Аватар пользователя hymnazix

Иван Сергеевич спасал бедную девушку из жестокого рабства Медведихи

Фантазия. Спасал Тургенев не просто девушку , а свою первую любовь. Трудно представить, чтобы между молодыми людьми , были платонические отношения.

Аватар пользователя александра шахмагонова

Спасибо за внимание к моей зарисовке. Согласна. Так и просится вывод.
Я обыскалась, но не нашла фактов. Если у Вас такие факты есть о не платонических отношениях, пожалуйста, пришлите ссылку. Я расширю эту зарисовку.
Написала, но не уверена в том, что прятались они одни в доме, без хозяев.
У Тургенева были и платонические отношения. С Марией Николаевной Толстой, например. На это указано во многих источниках.
Первая же любовь была к Шаховской. Она описана в повести "Первая любовь"
А потом Варвара Петровна повелела одной крепостной "обучить" сына. Впрочем, Вы же знаете, что такие подробности на сайте не любят. Есть и раздел на сайте для таких. Но это не моя тема. Я тоже против таких тем.

Аватар пользователя прима

Интересная вещь . Спасибо Александра , что подпитываете наш любимый ресурс своими произведениями. 

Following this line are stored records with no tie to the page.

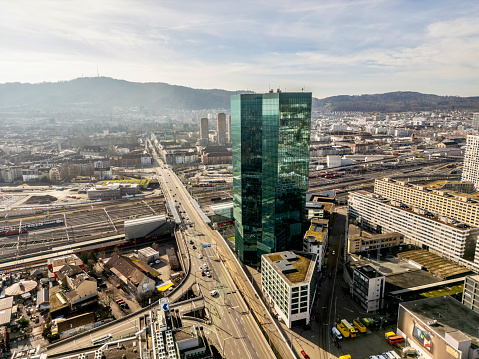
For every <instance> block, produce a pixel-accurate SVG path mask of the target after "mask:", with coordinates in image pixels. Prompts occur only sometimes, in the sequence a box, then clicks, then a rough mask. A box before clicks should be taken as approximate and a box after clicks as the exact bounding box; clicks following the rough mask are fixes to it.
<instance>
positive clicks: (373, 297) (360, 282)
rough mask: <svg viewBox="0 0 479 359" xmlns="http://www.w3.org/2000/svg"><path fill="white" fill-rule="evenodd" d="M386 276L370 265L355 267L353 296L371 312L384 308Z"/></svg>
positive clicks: (353, 273) (353, 287)
mask: <svg viewBox="0 0 479 359" xmlns="http://www.w3.org/2000/svg"><path fill="white" fill-rule="evenodd" d="M385 283H386V277H385V276H384V275H382V274H381V273H379V272H378V271H377V270H375V269H374V268H373V267H371V266H369V265H365V266H355V267H354V269H353V286H352V292H353V298H355V299H356V300H357V301H358V302H359V303H360V304H361V306H362V307H363V308H364V309H365V310H366V311H367V312H368V313H369V312H374V311H376V310H379V309H382V307H383V304H384V301H383V299H384V288H385V287H386V284H385Z"/></svg>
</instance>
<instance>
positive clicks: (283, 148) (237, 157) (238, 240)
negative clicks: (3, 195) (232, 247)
mask: <svg viewBox="0 0 479 359" xmlns="http://www.w3.org/2000/svg"><path fill="white" fill-rule="evenodd" d="M310 128H311V93H303V92H301V93H282V92H279V91H278V92H277V93H272V92H270V93H267V94H243V95H233V96H231V131H232V142H233V202H234V218H235V251H236V252H237V253H238V255H239V257H240V259H241V261H243V263H245V264H248V265H253V266H258V265H259V258H260V257H261V255H262V254H265V253H274V252H278V251H283V250H285V249H292V248H295V247H297V244H300V243H301V242H302V241H301V238H302V231H303V229H304V228H303V227H304V225H305V222H306V211H305V203H306V191H307V190H308V180H309V178H308V176H309V141H310ZM298 249H299V248H298Z"/></svg>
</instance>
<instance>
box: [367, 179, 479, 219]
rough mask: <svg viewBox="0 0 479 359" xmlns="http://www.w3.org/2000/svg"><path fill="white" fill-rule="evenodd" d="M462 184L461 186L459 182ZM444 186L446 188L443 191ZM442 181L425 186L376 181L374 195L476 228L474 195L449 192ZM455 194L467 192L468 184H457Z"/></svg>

Аватар пользователя александра шахмагонова

Уважаемый Прима!

Большое спасибо за поддержку. Буду стараться. Фактов потому что море. Интересных очень фактов.

Хочу написать о том как Толстой с Тургеневым чуть дуэль не устроили. Сейчас и собираю детали.

То же самое о Блоке с Андреем Белым.

А о Луше ну очень мало. Как-то все прошли мимо.